The New York Stock Exchange has posted losses for the last six consecutive weeks. Quantitative Easing 2 has failed and the federal reserve has no choice but to implement Quantitative Easing 3. Mr. Bernanke knows the QE 3 is only a stopgap but what is their alternative? Our fiscal policy is backed into a corner based on a list of economic indicators that are all bad: unemployment, discount rate, housing collapse, federal debt ceiling and consumer confidence.
The report below from the Asian markets today (June 13, 2011) portend week number seven for losses. “Sell and May and stay away” was definitely the correct course of action this year.
Asian stocks dropped, extending the regional benchmark index’s longest streak of weekly losses since October 2008, amid concern the global economy is slowing.
Toyota Motor Corp., the world’s biggest carmaker by revenue, declined 2.6 percent after forecasting a decline in profit.
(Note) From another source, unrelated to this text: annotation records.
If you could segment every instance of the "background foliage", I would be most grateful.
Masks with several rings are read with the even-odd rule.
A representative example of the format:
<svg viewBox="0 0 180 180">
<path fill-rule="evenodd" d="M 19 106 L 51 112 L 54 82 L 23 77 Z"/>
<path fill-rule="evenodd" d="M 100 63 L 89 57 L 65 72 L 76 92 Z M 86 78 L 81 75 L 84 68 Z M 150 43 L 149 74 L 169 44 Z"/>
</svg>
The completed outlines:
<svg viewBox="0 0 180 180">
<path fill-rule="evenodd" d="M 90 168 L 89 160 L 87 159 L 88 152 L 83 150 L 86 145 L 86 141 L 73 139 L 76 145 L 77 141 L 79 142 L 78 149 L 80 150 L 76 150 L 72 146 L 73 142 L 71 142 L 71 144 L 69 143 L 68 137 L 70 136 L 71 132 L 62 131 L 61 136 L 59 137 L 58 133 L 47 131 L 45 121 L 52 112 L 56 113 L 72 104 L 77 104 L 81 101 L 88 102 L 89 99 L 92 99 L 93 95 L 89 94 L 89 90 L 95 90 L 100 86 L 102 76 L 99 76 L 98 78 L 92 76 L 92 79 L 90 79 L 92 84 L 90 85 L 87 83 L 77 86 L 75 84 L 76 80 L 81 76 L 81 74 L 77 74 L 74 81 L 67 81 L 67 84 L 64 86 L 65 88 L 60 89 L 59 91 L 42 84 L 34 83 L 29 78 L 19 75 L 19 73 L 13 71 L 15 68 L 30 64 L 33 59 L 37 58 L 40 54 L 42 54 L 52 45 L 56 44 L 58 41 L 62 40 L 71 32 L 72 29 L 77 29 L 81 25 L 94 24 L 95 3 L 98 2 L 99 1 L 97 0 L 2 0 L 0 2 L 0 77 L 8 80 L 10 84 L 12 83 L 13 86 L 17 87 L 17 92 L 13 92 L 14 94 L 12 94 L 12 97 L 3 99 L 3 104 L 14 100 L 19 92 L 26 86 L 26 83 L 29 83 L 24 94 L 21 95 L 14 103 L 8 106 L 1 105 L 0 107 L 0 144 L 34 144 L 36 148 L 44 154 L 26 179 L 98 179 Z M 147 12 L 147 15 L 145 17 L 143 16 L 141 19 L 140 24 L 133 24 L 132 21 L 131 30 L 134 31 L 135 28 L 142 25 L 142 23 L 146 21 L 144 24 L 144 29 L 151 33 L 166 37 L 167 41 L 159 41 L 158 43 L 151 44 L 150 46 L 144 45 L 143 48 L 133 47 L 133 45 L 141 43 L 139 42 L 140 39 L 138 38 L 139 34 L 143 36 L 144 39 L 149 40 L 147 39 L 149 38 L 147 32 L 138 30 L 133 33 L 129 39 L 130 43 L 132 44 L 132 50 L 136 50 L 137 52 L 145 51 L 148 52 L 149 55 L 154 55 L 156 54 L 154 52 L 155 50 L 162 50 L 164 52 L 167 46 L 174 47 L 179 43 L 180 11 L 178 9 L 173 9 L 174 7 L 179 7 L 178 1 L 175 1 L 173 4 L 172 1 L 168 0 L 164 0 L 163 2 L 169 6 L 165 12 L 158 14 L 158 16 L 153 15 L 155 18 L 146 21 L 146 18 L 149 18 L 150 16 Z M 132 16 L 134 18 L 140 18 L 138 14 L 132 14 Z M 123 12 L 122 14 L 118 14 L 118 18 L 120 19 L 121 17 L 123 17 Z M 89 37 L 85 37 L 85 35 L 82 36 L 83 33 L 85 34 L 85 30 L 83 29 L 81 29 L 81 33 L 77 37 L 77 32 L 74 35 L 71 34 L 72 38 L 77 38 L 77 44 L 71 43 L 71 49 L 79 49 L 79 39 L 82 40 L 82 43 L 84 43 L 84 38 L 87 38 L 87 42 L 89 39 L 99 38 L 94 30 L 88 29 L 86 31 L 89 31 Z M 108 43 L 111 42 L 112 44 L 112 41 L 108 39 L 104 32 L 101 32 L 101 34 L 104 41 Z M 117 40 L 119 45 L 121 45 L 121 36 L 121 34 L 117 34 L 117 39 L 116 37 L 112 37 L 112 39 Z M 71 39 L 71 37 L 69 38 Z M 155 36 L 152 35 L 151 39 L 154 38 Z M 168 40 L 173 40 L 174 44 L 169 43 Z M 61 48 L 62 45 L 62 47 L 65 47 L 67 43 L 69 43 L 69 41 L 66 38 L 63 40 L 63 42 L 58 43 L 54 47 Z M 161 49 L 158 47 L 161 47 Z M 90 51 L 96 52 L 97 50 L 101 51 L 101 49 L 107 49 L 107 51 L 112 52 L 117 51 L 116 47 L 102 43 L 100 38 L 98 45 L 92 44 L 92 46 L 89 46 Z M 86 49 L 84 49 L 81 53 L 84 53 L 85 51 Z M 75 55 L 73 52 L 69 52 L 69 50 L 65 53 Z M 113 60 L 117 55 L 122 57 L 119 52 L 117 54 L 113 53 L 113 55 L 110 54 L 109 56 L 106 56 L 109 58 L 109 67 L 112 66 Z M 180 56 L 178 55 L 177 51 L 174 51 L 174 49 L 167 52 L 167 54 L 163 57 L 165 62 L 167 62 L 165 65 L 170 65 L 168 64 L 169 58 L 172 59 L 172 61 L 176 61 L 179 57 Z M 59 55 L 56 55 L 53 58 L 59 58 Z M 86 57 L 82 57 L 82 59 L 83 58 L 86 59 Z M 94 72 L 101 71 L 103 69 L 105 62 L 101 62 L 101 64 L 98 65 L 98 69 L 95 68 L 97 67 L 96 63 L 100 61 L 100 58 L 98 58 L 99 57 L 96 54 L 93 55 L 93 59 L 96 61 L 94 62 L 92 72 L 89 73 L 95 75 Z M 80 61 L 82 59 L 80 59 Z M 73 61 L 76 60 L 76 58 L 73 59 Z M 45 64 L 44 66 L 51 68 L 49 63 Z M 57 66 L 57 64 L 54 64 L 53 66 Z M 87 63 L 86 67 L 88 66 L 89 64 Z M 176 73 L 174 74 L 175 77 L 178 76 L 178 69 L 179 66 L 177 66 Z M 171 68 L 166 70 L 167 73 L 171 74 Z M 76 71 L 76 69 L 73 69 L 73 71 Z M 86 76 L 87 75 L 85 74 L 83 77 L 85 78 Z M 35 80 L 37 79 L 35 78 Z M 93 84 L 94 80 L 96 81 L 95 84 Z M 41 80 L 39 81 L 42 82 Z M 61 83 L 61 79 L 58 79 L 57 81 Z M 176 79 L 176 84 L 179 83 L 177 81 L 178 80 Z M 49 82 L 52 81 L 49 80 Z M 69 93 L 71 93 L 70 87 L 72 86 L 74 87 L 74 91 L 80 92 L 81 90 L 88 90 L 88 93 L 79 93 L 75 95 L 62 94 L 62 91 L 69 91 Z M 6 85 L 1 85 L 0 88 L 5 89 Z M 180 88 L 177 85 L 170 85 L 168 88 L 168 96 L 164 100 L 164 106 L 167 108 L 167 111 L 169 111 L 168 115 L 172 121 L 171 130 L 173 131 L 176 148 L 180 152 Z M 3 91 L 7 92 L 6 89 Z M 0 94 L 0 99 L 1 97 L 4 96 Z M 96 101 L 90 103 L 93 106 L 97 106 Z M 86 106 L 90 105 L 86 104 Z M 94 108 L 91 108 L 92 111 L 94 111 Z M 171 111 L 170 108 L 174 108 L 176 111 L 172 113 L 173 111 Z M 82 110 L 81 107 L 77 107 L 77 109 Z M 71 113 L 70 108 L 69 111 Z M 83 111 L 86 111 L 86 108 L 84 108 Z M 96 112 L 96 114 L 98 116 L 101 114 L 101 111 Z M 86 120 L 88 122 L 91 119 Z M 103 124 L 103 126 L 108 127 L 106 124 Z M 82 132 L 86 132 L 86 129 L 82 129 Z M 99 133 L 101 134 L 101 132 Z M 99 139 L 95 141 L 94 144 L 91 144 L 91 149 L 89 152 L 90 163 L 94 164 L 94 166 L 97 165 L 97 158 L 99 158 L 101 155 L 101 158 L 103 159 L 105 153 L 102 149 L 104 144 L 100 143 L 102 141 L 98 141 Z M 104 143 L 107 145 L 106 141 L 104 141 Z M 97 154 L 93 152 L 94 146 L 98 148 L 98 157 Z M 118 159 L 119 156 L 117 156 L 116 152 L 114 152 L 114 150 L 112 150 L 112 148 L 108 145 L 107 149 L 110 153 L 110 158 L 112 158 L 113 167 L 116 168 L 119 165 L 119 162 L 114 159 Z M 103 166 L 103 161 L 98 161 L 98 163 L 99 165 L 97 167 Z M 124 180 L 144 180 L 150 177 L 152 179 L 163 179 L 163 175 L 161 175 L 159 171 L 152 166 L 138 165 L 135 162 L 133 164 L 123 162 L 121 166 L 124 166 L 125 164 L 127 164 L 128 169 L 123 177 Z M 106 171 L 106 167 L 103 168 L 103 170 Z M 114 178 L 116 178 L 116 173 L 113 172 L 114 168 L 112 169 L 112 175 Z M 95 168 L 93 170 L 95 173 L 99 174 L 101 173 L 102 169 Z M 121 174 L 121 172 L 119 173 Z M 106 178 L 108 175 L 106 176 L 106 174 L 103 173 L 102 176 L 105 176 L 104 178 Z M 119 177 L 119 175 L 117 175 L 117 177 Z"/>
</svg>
Ricoh Co., a maker of office equipment, fell 1.2 percent after Japan’s machinery orders fell in April, missing economist forecasts for a gain. In Taipei, HTC Corp., a maker of smartphones using operating systems from Google Inc. and Microsoft Corp., dropped 6 percent after UBS AG said the company cut around 1 million units of orders across different models. Taiwan Semiconductor Manufacturing Co. fell 1.6 percent after reporting sales fell in May from a month earlier.
“Downward pressure on stocks is building — make no mistake about it,” said Hideo Arimura, who helps oversee about $2.2 billion at Mizuho Asset Management Co. in Tokyo. “The consensus is bearish. There’s no good news coming out.”
The MSCI Asia Pacific Index fell 1.1 percent 130.68 as of 1:33 p.m. in Tokyo, extending last week’s 1.4 percent decline. About four stocks fell for every two that rose in the gauge. The measure has lost about $461 billion in market capitalization since this year’s peak on May 2, amid disappointing economic data, capped by a jobs report that showed U.S. companies hired fewer workers than estimated.